La renaissance des quartiers. Histoires vécues, deuxième partie.

08 nov. 2013

La renaissance des quartiers à carrefour-feuilles (Sicot). © PNUD-Haïti La renaissance des quartiers à carrefour-feuilles (Sicot). © PNUD-Haïti

En juin 2012, les rues de Carrefour Feuilles, Delmas, Pétion Ville et des autres quartiers étaient finalement déblayées. Notre objectif avait été atteint. La vie des communautés avaient repris leur cours, mais notre mission n’était pas encore terminée.

Au sein du projet, il nous est venu une idée : il fallait collecter les débris et les recycler pour les rendre aux gens des quartiers sous une forme utile. Mais recycler, comment ? Pour en faire quoi ? Peut-on y arriver ?

Une autre aventure commençait… ainsi avons-nous lancé des tests pour confirmer qu’ils  étaient recyclables.

Tester si les débris sont recyclables, c’est un peu comme tester de la farine pour savoir si elle est bien appropriée pour préparer un gâteau. Et nous avons été chanceux! La farine était bien ce qu’on attendait, notre gâteau c’était un pavé de rue.

Quelle fierté, quel aboutissement ! Ces pavés de rue ou adoquin, produits à partir de débris recyclés ramassés dans les quartiers pourraient retourner dans ces mêmes quartiers sous forme de trottoirs, de chemins dans des rues qui jusqu’alors étaient impraticables.
 
Cela me paraissait magique, incroyable. Les débris que nous associons à la mort après le tremblement de terre, se sont transformés en quelque chose qui était lié à la vie ! Adoquins pour marcher, pour jouer, pour se déplacer et pour danser. Adoquins pour transporter l’eau ou pour tout simplement marcher sans se salir les chaussures.
 
Nous avions commencé à réparer la rue Sicot et l’expérience était si fructueuse que nous avions continué avec Pingue, l’Impasse Eddy, Moravia et d’autres rues encore. Au total sept rues du quartier de Carrefour Feuilles. 

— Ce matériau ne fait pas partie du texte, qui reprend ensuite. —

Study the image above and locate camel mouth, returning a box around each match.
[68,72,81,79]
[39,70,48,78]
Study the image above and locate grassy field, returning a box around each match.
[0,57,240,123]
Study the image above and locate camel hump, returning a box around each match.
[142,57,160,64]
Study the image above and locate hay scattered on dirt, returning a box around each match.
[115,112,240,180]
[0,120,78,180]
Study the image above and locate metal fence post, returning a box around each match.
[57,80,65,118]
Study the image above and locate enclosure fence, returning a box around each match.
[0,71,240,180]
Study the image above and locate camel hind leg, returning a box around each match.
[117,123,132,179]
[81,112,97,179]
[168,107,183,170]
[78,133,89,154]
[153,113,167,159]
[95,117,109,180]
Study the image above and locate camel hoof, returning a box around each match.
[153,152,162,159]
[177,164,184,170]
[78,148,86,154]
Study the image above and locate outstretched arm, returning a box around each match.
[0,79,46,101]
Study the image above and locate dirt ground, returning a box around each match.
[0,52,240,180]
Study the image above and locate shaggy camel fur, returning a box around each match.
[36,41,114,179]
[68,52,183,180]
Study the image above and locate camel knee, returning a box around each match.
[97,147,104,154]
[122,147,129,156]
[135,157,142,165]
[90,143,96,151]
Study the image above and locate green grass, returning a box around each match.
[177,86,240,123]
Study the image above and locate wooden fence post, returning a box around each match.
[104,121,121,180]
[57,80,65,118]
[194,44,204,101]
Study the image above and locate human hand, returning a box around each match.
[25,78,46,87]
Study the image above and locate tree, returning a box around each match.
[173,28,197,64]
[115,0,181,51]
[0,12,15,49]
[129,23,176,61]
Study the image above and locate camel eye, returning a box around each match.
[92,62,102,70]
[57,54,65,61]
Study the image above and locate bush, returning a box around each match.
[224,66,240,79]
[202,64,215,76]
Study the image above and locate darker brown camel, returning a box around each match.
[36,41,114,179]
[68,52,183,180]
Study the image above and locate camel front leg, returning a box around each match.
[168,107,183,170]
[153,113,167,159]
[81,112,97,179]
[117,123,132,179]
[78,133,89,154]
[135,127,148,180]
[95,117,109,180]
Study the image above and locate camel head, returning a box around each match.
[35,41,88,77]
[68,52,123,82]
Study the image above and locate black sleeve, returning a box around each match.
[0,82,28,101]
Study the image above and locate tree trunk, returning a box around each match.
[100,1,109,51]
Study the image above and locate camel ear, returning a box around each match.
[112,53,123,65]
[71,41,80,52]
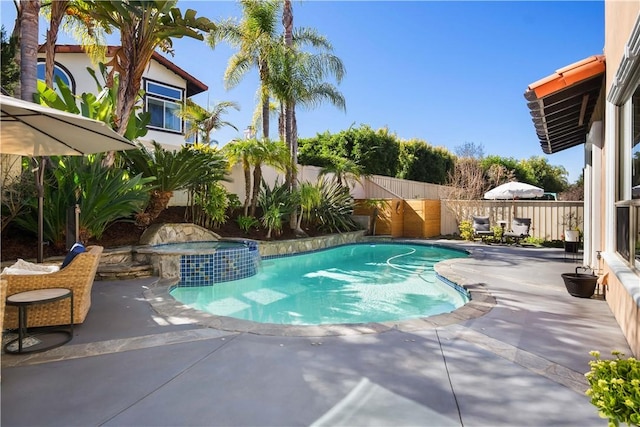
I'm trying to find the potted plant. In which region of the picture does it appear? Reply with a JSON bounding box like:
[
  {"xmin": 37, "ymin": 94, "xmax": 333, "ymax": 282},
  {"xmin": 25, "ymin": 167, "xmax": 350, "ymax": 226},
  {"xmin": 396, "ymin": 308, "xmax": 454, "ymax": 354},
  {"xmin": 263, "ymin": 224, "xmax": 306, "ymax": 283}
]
[
  {"xmin": 561, "ymin": 266, "xmax": 598, "ymax": 298},
  {"xmin": 585, "ymin": 351, "xmax": 640, "ymax": 427},
  {"xmin": 560, "ymin": 211, "xmax": 582, "ymax": 253},
  {"xmin": 560, "ymin": 211, "xmax": 582, "ymax": 242}
]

La première fois que la Directrice principale du bureau du PNUD nous a expliqué sa vision du projet, elle parlait des débris comme si c’était une porte vers le développement. Elle nous disait qu’en enlevant les débris des rues, qu’en les recyclant, qu’en les transformant, ils s’étaient convertis en un pont entre l’urgence et le développement. 

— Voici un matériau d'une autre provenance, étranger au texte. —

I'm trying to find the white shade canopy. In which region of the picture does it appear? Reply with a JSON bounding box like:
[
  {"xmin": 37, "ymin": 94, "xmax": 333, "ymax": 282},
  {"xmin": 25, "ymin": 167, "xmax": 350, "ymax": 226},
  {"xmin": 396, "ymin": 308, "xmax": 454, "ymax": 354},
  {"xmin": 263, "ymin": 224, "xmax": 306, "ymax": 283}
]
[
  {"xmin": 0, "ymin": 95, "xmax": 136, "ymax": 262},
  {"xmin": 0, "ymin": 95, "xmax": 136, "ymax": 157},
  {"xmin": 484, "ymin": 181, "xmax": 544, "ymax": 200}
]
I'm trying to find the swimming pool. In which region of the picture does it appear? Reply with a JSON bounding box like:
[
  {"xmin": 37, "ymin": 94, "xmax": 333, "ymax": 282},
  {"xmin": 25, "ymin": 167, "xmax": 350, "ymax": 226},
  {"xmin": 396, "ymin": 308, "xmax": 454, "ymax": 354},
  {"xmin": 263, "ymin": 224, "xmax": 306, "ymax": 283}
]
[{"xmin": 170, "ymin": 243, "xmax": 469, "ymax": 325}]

La première fois que j’avais entendu cette explication, je n’avais pas compris ce processus. Mais j’ai ensuite compris ! En 18 mois de travail, nous avions enlevé plus d’un million de mètres cubes de débris et grâce à cela 24 000 personnes ont eu un emploi temporel. Nous avions ensuite recyclé ces débris et les avons transformés en adoquins. Ces adoquins ont permis l’avancement nécessaire pour passer de l’urgence au développement. Nous avions fait le travail avec patience même quand les choses n’allaient pas toujours comme nous le souhaitions. Nous faisions le travail en pleurant, quand nous rencontrions les cadavres.  Nous le faisions avec joie, quand enfin nous pouvions recycler les débris. Nous nous sentions débordés de joie quand nous avions terminé la réparation des quartiers avec les adoquins produits des débris. Nous avions fait tout ça quand presque personne n’avait l’espoir de voir une Haïti presque complètement débarrassée des tas de débris, comme elle l’est aujourd’hui. Nous l’avons fait quand presque personne n’était capable de voir le bourgeonnement du développement dans l’urgence même.
 
Toute cette aventure qui a commencé avec une réunion de 8 hommes et qui a terminé avec 3 femmes à la tête du programme,  symbolise pour beaucoup de gens un pont entre l’urgence et le développement. Et sans doute pour nous qui l’avons vécue, cette aventure nous marquera toute notre vie.